A general-purpose PDF text-layer redaction tool, in pure Python, by Joshua Tauberer and Antoine McGrath.
pdf-redactor uses pdfrw under the hood to parse and write out the PDF.
This Python module is a general tool to help you automatically redact text from PDFs. The tool operates on:
- the text layer of the document's pages (content stream text)
- the Document Information Dictionary, a.k.a. the PDF metadata like Title and Author
- embedded XMP metadata, if present
Graphical elements, images, and other embedded resources are not touched.
You can:
- Use regular expressions to perform text substitution on the text layer (e.g. replace social security numbers with "XXX-XX-XXXX").
- Rewrite, remove, or add new metadata fields on a field-by-field basis (e.g. wipe out all metadata except for certain fields).
- Rewrite, remove, or add XML metadata using functions that operate on the parsed XMP DOM (e.g. wipe out XMP metadata).
Get this module and then install its dependencies with:
pip3 install -r requirements.txt
pdf_redactor.py
processes a PDF given on standard input and writes a new, redacted PDF to standard output:
python3 pdf_redactor.py < document.pdf > document-redacted.pdf
However, you should use the pdf_redactor
module as a library and pass in text filtering functions written in Python, since the command-line version of the tool does not yet actually do anything to the PDF. The example.py script shows how to redact Social Security Numbers:
python3 example.py < tests/test-ssns.pdf > document-redacted.pdf
Because pdfrw doesn't support all content stream compression methods, you should use a tool like qpdf to decompress the PDF prior to using this tool, and then to re-compress and web-optimize (linearize) the PDF after.
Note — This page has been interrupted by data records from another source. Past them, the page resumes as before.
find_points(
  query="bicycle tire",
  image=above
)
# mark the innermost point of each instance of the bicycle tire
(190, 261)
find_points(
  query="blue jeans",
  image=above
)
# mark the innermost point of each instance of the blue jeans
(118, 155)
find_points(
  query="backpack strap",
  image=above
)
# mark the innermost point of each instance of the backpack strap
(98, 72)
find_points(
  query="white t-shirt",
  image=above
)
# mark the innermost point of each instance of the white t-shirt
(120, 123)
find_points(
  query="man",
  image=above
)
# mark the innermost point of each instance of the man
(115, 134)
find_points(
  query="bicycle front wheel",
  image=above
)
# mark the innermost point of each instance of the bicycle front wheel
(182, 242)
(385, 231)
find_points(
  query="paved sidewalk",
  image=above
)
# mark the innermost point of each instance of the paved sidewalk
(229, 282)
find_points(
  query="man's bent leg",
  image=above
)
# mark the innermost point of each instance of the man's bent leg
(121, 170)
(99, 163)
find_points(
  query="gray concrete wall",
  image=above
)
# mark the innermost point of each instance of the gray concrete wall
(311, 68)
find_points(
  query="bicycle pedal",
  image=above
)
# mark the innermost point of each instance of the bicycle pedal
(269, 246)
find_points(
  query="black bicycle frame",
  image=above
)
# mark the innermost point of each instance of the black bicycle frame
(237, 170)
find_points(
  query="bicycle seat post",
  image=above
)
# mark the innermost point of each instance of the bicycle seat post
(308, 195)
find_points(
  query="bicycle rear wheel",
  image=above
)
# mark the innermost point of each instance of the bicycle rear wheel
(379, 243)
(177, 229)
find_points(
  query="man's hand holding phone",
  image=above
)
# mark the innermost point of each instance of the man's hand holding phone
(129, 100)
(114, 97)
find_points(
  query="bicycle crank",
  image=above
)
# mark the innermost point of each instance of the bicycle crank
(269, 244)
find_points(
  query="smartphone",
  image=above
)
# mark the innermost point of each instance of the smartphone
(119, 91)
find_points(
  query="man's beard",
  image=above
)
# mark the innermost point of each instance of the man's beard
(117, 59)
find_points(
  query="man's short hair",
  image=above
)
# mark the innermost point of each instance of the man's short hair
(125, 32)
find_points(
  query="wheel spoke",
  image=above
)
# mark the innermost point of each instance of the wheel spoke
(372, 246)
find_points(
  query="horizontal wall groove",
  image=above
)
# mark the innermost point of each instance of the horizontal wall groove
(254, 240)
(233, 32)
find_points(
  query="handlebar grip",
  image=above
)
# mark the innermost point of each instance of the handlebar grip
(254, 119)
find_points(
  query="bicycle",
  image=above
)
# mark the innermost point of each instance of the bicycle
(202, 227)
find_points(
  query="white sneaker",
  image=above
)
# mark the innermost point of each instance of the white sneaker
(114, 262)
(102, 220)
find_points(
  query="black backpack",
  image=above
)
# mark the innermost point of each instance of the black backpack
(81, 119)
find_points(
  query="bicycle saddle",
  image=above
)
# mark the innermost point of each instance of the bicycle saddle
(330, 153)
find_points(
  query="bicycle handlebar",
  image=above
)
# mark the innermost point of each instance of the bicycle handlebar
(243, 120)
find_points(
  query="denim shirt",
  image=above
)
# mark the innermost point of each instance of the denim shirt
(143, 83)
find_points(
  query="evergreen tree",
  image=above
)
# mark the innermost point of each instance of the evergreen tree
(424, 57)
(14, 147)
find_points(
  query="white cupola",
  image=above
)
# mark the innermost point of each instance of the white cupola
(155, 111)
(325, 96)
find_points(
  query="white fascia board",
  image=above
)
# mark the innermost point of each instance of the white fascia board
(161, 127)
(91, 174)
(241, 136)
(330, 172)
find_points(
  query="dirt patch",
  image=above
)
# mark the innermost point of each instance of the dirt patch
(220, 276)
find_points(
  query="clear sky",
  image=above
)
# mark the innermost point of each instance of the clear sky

The full command would be something like:
qpdf --stream-data=uncompress document.pdf - \
| python3 pdf_redactor.py > /tmp/temp.pdf
&& qpdf --linearize /tmp/temp.pdf document-redacted.pdf
(qpdf's first argument can't be standard input, unfortunately, so a one-liner isn't possible.)
This tool has a limited understanding of glyph-to-Unicode codepoint mappings.
pdfrw is also kind of broken in Python 3 because it improperly round-trips the entire PDF through Latin-1 encoding. I've monkey-patched it here and done some tricks to get around it. While I recommend sticking with Python 3, this module should also work with Python 2.
If you're redacting metadata, you should check the output using pdfinfo
from the poppler-utils
package:
# check that the metadata is fully redacted
pdfinfo -meta document-redacted.pdf